In August 2021, NHK conducted an online workshop for employees in order to enhance their understanding of war experience drawings and paintings (hereinafter “war experience pictures”) that had been collected by NHK's local stations. This paper reports the gist of presentations delivered by three experts at the workshop.
Tanaka Yoshiaki, Professor, the School of Letters, Senshu University, who is specialized in history, stated that war experience pictures have the power to break stereotypical images of wars and often present memories that cannot be put into words, based on his own experience of collecting war experience pictures of Great Tokyo Air Raids as a museum curator. He also pointed out the importance of “getting to know the war experience through pictures” as finished works show they went through changes from rough sketches.
After explaining how humans cognize pictures, Saito Aya, Associate Professor, Institute of Philosophy & Human Values, Kyoto University of the Arts, stated that war experience pictures have the power to make people share images as well as time and space through words added to the pictures, that viewers' complementary imagination generates a sense of reality or a feeling of hopelessness, and that the process of drawing itself involves a flow of time in which one faces the deceased as well as oneself.

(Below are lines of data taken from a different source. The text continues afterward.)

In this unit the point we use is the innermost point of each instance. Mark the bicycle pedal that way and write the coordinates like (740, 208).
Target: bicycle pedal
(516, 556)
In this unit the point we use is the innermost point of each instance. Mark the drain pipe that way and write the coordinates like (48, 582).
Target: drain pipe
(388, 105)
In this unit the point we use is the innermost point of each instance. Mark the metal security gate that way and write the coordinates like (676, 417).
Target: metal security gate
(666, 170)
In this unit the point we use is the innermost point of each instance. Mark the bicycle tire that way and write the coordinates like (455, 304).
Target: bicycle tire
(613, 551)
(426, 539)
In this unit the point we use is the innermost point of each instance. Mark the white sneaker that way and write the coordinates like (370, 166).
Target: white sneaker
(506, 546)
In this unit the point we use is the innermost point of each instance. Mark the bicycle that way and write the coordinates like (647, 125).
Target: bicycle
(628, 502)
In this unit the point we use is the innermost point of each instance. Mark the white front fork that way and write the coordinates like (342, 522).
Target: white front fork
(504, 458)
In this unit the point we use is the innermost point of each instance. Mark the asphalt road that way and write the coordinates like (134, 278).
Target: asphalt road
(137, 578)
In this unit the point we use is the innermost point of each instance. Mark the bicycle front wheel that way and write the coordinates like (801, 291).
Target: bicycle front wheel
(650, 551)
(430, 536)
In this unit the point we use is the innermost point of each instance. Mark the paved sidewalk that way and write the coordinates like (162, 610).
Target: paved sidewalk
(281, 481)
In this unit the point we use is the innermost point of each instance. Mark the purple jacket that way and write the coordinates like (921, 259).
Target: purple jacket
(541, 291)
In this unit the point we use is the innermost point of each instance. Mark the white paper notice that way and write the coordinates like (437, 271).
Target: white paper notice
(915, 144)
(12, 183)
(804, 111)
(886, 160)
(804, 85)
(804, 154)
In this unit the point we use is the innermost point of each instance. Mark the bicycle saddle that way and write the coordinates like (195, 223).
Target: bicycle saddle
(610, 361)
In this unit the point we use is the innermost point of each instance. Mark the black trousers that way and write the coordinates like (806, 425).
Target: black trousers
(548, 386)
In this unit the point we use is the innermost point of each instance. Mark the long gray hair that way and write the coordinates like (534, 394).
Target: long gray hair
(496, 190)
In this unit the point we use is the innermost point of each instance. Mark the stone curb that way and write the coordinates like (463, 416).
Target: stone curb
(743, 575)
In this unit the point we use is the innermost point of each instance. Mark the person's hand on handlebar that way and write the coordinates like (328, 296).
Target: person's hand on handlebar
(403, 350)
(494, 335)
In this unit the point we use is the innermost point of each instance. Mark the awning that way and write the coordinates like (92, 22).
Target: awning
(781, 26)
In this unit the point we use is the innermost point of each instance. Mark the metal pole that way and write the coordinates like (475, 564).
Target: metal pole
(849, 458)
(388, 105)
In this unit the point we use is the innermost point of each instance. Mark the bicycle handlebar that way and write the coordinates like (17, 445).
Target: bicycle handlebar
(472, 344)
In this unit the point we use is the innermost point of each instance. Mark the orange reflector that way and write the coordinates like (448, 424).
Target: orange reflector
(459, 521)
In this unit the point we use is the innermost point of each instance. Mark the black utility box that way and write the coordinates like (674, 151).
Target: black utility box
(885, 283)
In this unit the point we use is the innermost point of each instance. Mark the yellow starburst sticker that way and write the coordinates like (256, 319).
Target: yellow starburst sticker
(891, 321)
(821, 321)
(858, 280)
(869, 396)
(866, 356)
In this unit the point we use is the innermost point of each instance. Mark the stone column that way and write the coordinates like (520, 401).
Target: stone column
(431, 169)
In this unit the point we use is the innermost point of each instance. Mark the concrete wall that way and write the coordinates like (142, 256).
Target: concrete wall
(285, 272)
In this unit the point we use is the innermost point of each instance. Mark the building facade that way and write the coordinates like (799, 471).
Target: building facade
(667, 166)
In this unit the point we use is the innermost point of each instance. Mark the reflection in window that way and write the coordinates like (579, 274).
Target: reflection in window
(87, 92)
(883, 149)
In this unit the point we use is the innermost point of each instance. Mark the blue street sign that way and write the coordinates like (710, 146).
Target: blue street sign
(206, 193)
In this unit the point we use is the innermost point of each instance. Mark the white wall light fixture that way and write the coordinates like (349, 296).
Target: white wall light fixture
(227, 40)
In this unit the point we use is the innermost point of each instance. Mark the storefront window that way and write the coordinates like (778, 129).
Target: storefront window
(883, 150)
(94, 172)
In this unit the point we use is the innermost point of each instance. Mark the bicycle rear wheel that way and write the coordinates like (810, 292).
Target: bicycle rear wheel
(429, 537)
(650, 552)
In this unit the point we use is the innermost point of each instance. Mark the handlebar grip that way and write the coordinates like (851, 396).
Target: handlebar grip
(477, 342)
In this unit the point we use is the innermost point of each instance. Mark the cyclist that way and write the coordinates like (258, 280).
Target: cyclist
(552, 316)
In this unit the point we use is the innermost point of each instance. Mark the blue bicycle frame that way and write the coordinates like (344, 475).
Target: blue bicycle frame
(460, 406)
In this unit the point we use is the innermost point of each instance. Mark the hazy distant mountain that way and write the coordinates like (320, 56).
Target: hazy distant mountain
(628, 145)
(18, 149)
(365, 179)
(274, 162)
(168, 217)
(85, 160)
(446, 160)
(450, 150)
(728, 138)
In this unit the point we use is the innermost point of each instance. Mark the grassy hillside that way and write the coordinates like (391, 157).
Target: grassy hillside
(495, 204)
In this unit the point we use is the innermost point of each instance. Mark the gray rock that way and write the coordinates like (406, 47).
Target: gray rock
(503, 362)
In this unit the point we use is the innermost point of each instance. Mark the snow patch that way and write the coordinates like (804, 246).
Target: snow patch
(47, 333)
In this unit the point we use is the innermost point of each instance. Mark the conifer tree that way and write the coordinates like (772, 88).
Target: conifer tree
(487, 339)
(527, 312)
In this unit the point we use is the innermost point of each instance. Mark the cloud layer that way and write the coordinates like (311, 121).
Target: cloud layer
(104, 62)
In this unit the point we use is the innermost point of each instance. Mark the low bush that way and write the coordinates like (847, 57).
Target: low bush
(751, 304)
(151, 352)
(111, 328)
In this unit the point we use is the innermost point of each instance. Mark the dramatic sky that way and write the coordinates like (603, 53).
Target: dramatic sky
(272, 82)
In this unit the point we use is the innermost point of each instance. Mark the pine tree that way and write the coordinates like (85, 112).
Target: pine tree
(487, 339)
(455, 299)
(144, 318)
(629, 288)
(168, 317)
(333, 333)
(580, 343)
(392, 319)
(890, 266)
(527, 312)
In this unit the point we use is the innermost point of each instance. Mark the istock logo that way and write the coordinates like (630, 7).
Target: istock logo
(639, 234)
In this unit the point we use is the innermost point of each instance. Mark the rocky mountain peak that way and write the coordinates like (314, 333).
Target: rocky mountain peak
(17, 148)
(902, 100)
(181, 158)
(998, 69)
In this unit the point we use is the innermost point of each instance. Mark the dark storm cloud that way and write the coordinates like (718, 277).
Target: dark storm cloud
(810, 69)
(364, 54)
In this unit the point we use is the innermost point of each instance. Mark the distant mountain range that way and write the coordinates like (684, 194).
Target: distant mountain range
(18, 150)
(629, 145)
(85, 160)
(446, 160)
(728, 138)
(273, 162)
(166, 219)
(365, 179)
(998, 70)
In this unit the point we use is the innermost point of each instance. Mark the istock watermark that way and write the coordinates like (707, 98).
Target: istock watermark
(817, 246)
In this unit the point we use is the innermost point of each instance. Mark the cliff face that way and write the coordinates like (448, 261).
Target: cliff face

Ohsawa Torao, Senior Researcher, Center for Arts and Culture, NLI Research Institute, who supports local communities' cultural activities said that “sites” portrayed in those pictures connect the memories of people, that “small memories” obscured by “the grand history” are kept there, and that individual memories of “each person,” not of “everyone,” are depicted. He pointed out that becoming engaged with them is a responsibility of local public broadcasters.
Based on their presentations, the author discusses the relationship between the mass media and “small memories” as well as “sites and memories.”